My research focuses on better understanding the social and pragmatic nature of conversation, and using this understanding to build computational systems that improve the efficacy of conversation both between people, and between people and computers. In order to pursue these goals, I invoke approaches from computational discourse analysis and text mining, conversational agents, and computer-supported collaborative learning. I ground my research in the fields of language technologies and human-computer interaction, and am fortunate to work closely with students and post-docs from the LTI and the Human-Computer Interaction Institute, as well as to direct my own lab, TELEDIA. My group’s highly interdisciplinary work, published in 160 peer-reviewed publications, is represented in the top venues in five fields: language technologies, learning sciences, cognitive science, educational technology and human-computer interaction.

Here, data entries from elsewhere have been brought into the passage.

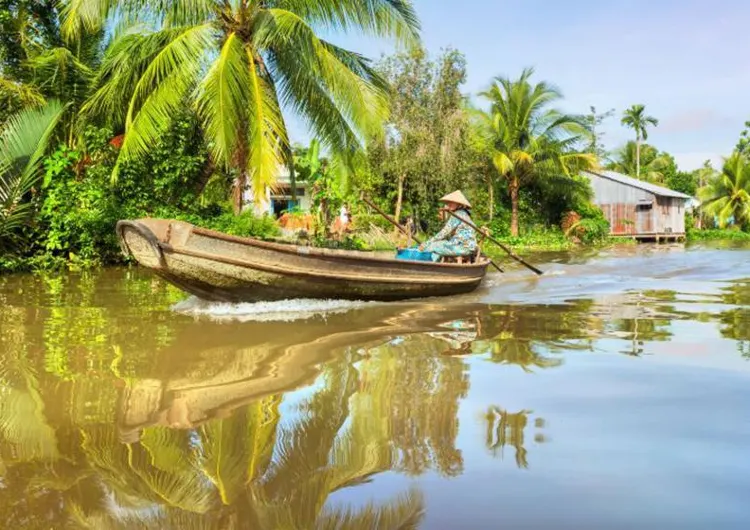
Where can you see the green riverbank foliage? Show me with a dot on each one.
(98, 125)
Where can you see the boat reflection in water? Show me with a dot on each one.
(117, 411)
(206, 433)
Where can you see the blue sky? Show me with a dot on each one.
(686, 60)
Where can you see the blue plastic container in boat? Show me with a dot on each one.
(413, 254)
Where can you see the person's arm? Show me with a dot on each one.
(445, 232)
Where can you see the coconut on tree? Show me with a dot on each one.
(238, 64)
(636, 118)
(527, 140)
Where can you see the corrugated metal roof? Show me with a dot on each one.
(630, 181)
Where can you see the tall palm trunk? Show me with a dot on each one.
(400, 197)
(638, 156)
(514, 185)
(491, 193)
(239, 187)
(240, 160)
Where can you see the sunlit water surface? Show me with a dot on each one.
(612, 392)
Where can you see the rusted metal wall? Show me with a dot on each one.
(633, 211)
(620, 204)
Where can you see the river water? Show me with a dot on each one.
(612, 392)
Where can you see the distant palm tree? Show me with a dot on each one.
(626, 161)
(238, 64)
(727, 195)
(636, 119)
(527, 140)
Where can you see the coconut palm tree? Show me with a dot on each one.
(727, 195)
(23, 140)
(239, 63)
(635, 117)
(526, 139)
(651, 164)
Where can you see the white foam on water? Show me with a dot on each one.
(281, 310)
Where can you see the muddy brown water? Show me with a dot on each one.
(612, 392)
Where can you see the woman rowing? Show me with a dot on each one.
(455, 238)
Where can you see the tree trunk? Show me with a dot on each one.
(239, 187)
(491, 190)
(206, 173)
(514, 185)
(638, 157)
(400, 197)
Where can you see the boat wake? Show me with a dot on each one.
(282, 310)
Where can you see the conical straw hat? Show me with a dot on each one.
(458, 198)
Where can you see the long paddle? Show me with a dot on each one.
(403, 230)
(506, 249)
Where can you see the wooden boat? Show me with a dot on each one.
(220, 267)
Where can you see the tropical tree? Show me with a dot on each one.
(727, 195)
(23, 140)
(594, 120)
(39, 65)
(636, 118)
(526, 140)
(238, 64)
(743, 144)
(631, 158)
(422, 151)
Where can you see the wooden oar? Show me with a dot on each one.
(506, 249)
(403, 230)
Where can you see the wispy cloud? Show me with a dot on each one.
(692, 120)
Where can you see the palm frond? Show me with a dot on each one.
(79, 16)
(25, 95)
(267, 139)
(23, 140)
(223, 99)
(162, 89)
(358, 95)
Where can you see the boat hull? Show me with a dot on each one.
(219, 267)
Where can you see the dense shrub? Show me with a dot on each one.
(79, 205)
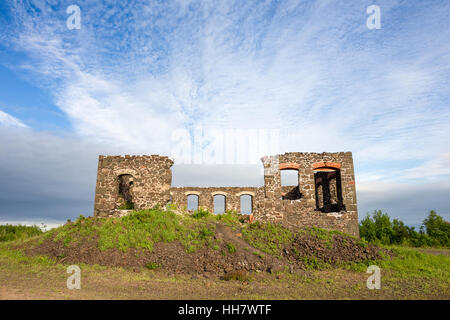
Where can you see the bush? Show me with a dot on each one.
(380, 229)
(200, 213)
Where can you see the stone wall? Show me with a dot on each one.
(148, 178)
(325, 196)
(206, 196)
(277, 205)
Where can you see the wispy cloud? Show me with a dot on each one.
(10, 121)
(137, 70)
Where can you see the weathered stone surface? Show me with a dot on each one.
(325, 196)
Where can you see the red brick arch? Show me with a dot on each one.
(326, 166)
(289, 166)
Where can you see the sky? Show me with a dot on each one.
(136, 72)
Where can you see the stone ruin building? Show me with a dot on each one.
(324, 197)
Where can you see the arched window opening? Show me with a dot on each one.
(290, 184)
(125, 198)
(219, 204)
(328, 190)
(246, 204)
(192, 202)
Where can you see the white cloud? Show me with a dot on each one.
(132, 74)
(10, 121)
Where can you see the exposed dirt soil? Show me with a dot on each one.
(172, 258)
(340, 249)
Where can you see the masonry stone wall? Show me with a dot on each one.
(325, 196)
(148, 178)
(206, 196)
(304, 211)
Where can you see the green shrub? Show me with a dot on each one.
(380, 229)
(200, 213)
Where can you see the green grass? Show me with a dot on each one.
(10, 232)
(139, 230)
(231, 247)
(409, 263)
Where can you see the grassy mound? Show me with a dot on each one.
(197, 243)
(10, 232)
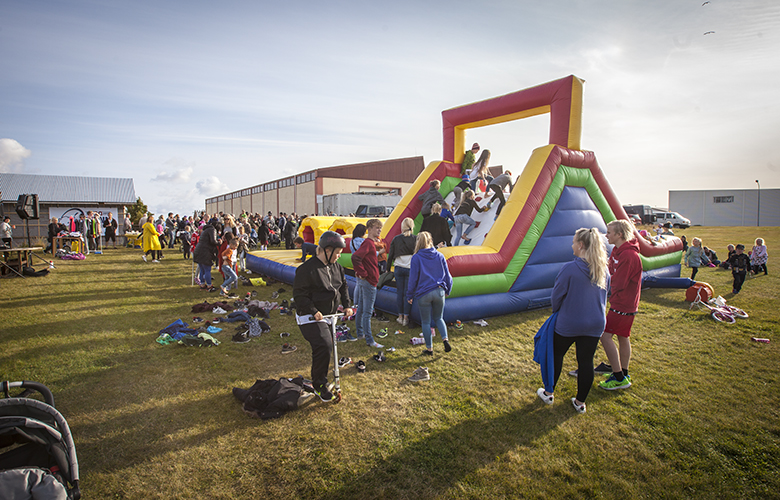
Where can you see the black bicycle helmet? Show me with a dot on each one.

An exciting direction of my group's work is spearheading a satellite working group to support social interaction for learning in MOOCs with EdX called DANCE. My research toward this end has birthed and substantially contributed to the growth of two thriving interrelated research areas: automated analysis of collaborative learning processes and dynamic support for collaborative learning. Both areas use intelligent conversational agents to support collaborative learning in a context-sensitive way.

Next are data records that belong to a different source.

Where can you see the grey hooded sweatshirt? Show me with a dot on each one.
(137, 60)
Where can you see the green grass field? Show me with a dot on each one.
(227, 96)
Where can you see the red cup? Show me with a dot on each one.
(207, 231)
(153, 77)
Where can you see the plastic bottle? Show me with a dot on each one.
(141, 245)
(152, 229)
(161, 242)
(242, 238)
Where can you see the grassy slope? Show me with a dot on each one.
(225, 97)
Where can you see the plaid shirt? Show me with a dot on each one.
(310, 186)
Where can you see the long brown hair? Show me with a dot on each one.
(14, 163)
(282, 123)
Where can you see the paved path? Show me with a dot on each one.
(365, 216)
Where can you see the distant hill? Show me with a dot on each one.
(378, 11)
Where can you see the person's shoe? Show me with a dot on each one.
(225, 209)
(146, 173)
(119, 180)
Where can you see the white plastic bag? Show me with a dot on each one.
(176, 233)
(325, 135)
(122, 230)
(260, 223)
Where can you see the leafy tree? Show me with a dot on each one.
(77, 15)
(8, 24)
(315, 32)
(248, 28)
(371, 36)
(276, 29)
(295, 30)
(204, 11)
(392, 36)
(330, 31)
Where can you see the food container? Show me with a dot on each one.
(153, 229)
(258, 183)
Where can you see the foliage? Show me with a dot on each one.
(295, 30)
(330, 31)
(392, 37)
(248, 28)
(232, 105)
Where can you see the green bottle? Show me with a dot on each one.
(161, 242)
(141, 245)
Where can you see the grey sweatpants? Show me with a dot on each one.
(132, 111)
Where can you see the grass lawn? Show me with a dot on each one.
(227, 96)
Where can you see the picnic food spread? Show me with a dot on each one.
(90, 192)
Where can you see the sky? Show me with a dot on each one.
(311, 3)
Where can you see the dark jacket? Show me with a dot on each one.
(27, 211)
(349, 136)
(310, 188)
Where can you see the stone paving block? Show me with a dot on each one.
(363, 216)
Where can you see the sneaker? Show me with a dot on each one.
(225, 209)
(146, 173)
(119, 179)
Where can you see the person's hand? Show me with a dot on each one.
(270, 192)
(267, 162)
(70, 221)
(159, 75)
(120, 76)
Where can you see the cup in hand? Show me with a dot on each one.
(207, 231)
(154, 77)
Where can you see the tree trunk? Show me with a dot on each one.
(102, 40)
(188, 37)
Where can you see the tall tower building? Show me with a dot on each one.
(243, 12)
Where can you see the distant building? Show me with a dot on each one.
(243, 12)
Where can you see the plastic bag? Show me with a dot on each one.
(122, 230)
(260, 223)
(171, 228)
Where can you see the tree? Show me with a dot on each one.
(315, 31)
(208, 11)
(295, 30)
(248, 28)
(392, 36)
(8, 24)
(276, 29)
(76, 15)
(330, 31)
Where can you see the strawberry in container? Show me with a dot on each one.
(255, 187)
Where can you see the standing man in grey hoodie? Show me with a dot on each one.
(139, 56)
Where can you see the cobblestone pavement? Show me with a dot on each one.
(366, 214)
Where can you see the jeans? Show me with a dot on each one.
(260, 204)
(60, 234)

All of my work draws insight from rich theoretical models from sociolinguistics and discourse analysis, and pares them down to precise operationalizations that capture the most important essence for achieving impact. I always start by investigating how conversation works and formalizing this understanding in models that are precise enough to be reproducible and that demonstrate explanatory power in connection with outcomes with real-world value. The next step is to adapt, extend and apply machine learning and text mining technologies that leverage this deep understanding to build computational models capable of automatically applying these constructs to naturally occurring language interactions. Finally, with the technology to automatically monitor naturalistic language communication in place, we can build interventions with real-world benefits.
This approach leads to three aspects included in each project:
- Basic research on discourse analysis to identify conversational constructs that predict important group outcomes such as learning, knowledge transfer or motivation.

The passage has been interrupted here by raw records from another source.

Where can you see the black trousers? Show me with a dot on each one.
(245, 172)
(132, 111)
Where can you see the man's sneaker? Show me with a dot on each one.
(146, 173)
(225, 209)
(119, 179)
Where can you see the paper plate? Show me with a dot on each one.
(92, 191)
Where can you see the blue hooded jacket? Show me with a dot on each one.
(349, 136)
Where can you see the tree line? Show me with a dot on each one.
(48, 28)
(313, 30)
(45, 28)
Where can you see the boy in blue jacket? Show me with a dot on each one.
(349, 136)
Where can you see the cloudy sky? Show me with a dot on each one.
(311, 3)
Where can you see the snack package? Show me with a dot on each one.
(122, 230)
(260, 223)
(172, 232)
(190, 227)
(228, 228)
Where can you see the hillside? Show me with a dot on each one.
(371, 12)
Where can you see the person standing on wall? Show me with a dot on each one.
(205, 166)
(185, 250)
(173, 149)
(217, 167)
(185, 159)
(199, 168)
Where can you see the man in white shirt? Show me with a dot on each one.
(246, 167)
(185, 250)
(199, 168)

- Basic research on text classification technology for automated analysis of conversational constructs identified under research on discourse analysis, as well as tools to enable other researchers to do the same.
- Basic research on conversational agent technology and summarization that eases development of interventions triggered by automatic analyses from basic research on text classification that either enables human facilitators to offer support, directly provide feedback to groups or influence group participation in positive ways.